Llama 3.1 AI Models Have Officially Released
Llama 3.1 AI Models Have Officially Released
I haven’t given it a very thorough testing, and I’m by no means an expert, but from the few prompts I’ve ran so far, I’d have to hand it to Nemo concerning quality.
Using openrouter.ai, I’ve also given llama3.1 405B a shot, and that seems to be at least on par with (if not better than) Claude 3.5 Sonnet, whilst being a bit cheaper as well.
At long context, Nemo is way better than llama 8B in my testing.
Turns out they are both very sensitive to quantization though.
Ah, that’s a wonderful use case.
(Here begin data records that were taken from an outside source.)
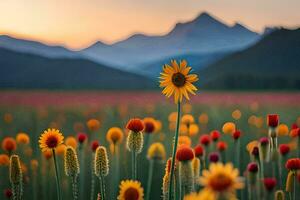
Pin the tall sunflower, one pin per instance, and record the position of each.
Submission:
(221, 179)
(177, 81)
(131, 190)
(50, 139)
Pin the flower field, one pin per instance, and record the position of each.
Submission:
(85, 145)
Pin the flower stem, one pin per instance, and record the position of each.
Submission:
(134, 175)
(150, 174)
(57, 176)
(174, 150)
(75, 188)
(102, 188)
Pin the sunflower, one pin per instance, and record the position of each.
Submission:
(176, 80)
(221, 179)
(131, 190)
(50, 139)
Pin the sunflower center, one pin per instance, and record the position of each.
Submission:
(178, 79)
(220, 182)
(52, 141)
(131, 194)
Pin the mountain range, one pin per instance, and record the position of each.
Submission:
(205, 34)
(225, 57)
(28, 71)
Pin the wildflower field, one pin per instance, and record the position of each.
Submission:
(110, 145)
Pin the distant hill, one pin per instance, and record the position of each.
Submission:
(205, 34)
(272, 63)
(28, 71)
(34, 47)
(197, 61)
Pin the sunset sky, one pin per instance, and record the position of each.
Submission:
(78, 23)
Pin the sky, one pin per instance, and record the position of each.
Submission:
(79, 23)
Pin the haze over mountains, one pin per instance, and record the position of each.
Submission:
(204, 34)
(225, 57)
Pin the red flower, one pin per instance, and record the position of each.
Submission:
(185, 153)
(252, 167)
(273, 120)
(81, 137)
(255, 151)
(135, 125)
(294, 126)
(236, 135)
(295, 132)
(205, 139)
(293, 164)
(214, 157)
(270, 183)
(215, 135)
(199, 150)
(94, 145)
(264, 141)
(284, 149)
(8, 193)
(221, 146)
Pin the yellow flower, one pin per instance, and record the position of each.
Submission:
(228, 128)
(177, 81)
(50, 139)
(156, 151)
(202, 195)
(221, 178)
(203, 118)
(283, 130)
(23, 138)
(71, 141)
(187, 119)
(130, 190)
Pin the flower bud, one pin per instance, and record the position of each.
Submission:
(273, 120)
(135, 141)
(101, 167)
(71, 162)
(289, 182)
(156, 151)
(279, 195)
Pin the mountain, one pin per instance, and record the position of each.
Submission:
(29, 71)
(38, 48)
(204, 34)
(272, 63)
(197, 61)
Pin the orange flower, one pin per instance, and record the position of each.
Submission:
(93, 124)
(9, 144)
(23, 138)
(114, 135)
(4, 160)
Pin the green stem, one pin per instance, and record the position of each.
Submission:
(294, 189)
(174, 150)
(150, 174)
(57, 176)
(74, 188)
(92, 179)
(102, 188)
(134, 174)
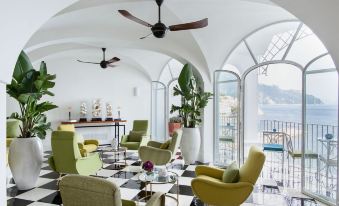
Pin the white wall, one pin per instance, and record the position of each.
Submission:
(2, 144)
(77, 82)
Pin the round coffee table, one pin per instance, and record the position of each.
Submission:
(171, 178)
(118, 151)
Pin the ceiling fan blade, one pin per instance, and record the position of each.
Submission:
(87, 62)
(192, 25)
(114, 59)
(133, 18)
(144, 37)
(111, 65)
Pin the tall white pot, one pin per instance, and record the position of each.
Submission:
(190, 144)
(25, 160)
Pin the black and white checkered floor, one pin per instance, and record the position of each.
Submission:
(266, 192)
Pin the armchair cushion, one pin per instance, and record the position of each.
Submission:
(231, 174)
(166, 144)
(79, 137)
(135, 136)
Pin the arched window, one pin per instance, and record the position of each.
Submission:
(289, 91)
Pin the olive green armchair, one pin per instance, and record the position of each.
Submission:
(66, 157)
(137, 136)
(85, 146)
(79, 190)
(209, 187)
(154, 152)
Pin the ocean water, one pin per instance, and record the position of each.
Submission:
(315, 114)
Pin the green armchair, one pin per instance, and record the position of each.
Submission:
(12, 130)
(137, 137)
(66, 157)
(85, 146)
(158, 156)
(79, 190)
(209, 187)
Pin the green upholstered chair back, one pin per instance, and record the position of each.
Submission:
(12, 128)
(79, 190)
(176, 139)
(251, 169)
(66, 127)
(140, 125)
(65, 151)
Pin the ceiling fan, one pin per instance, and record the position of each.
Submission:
(159, 29)
(104, 64)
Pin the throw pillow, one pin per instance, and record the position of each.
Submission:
(231, 174)
(166, 144)
(79, 137)
(135, 136)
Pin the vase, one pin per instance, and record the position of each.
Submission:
(25, 160)
(172, 127)
(190, 144)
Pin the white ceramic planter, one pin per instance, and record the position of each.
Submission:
(190, 144)
(25, 160)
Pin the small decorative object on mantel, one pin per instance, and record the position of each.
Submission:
(96, 110)
(109, 112)
(119, 113)
(83, 112)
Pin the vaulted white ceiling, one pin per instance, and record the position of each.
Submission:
(81, 29)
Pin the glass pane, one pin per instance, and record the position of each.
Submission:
(227, 113)
(273, 119)
(325, 62)
(267, 44)
(321, 133)
(158, 111)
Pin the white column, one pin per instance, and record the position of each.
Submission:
(3, 199)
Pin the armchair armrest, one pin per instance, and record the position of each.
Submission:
(154, 144)
(144, 140)
(209, 171)
(157, 199)
(215, 192)
(91, 141)
(124, 138)
(156, 155)
(128, 203)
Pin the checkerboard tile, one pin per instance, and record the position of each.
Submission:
(266, 192)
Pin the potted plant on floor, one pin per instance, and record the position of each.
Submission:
(194, 100)
(174, 124)
(27, 87)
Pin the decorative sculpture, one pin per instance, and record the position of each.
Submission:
(83, 112)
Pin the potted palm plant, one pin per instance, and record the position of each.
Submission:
(174, 124)
(194, 100)
(27, 87)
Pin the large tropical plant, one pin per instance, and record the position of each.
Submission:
(28, 86)
(194, 99)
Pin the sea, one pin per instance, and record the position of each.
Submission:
(321, 114)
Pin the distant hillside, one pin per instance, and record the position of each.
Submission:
(274, 95)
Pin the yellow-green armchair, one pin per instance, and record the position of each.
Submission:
(209, 187)
(85, 146)
(79, 190)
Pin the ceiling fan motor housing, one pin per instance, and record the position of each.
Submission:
(159, 30)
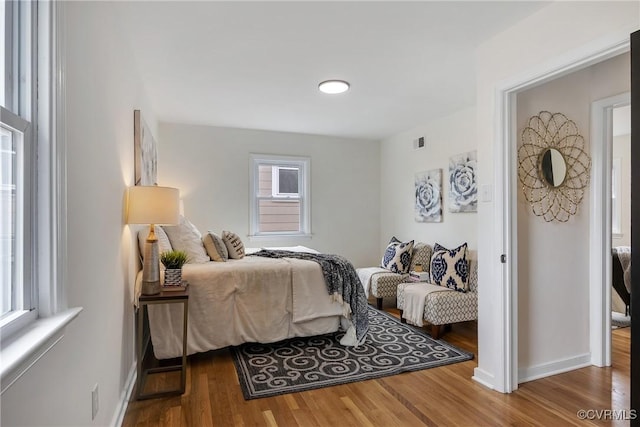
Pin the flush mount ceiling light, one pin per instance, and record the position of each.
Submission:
(333, 86)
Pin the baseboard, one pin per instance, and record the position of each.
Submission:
(484, 378)
(553, 368)
(121, 410)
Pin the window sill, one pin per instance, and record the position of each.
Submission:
(21, 351)
(258, 237)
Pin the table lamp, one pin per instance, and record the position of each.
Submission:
(152, 205)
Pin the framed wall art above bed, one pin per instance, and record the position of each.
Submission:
(145, 152)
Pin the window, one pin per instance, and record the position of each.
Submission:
(32, 186)
(279, 196)
(285, 181)
(17, 163)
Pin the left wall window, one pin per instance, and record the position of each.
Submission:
(33, 228)
(18, 158)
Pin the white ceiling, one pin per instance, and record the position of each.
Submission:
(257, 64)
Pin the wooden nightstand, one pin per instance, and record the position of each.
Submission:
(143, 341)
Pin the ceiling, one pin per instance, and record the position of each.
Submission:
(258, 64)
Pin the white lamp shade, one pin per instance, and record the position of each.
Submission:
(153, 205)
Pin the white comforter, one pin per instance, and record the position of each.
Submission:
(253, 299)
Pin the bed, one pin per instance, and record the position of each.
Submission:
(252, 299)
(621, 274)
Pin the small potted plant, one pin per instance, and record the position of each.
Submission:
(173, 262)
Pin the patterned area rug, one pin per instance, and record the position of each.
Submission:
(307, 363)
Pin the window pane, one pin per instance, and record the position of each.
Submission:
(288, 179)
(264, 180)
(8, 166)
(278, 215)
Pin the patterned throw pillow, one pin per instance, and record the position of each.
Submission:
(164, 244)
(450, 268)
(234, 245)
(186, 237)
(397, 256)
(215, 247)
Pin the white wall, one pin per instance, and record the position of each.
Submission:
(399, 162)
(555, 276)
(555, 36)
(210, 165)
(622, 150)
(103, 89)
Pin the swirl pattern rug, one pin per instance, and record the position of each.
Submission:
(300, 364)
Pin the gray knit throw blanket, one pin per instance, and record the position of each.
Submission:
(342, 282)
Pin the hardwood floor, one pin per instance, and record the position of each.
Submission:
(443, 396)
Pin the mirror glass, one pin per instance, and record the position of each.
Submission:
(553, 168)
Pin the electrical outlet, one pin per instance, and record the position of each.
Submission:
(95, 402)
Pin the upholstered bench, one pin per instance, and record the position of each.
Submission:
(384, 285)
(446, 307)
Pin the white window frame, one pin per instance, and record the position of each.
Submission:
(303, 164)
(35, 79)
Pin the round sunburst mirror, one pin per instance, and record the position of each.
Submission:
(553, 166)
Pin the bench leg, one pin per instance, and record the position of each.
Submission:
(435, 331)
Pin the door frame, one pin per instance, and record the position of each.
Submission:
(600, 227)
(506, 176)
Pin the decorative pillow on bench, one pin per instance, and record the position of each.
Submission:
(215, 247)
(397, 257)
(186, 237)
(450, 268)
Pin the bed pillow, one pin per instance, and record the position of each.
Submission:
(164, 244)
(397, 256)
(215, 246)
(235, 247)
(450, 268)
(186, 237)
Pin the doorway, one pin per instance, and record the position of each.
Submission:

One of my favourite models has a storytelling lora applied to it, maybe that would be useful to you too?
At any rate, if you’d end up publishing your model, I’d love to hear about it.
[Oh, my friend, you have to switch to this: huggingface.co/BeaverAI/mistral-doryV2-12b
It’s so much smarter than llama 13B. And it goes all the way out to 128K!
A 3090.
But it should be fine on a 3060
Dump ollama for long context. Grab a 6bpw exl2 quantization and load it with Q4 or Q6 cache depending on how much context you want. I personally use EXUI, but text-gen-webu- and tabbyapi (with some other frontend) will also load them.
I dunno, with image models specifically it seems like they’re the devil because of the datasets they’re trained on, killing artists, and… that’s that. And LLMs to a lesser extent.
I think most people don’t realize how much of an inflection point local running vs. corporate hosting could be, which is especially ironic on Lemmy.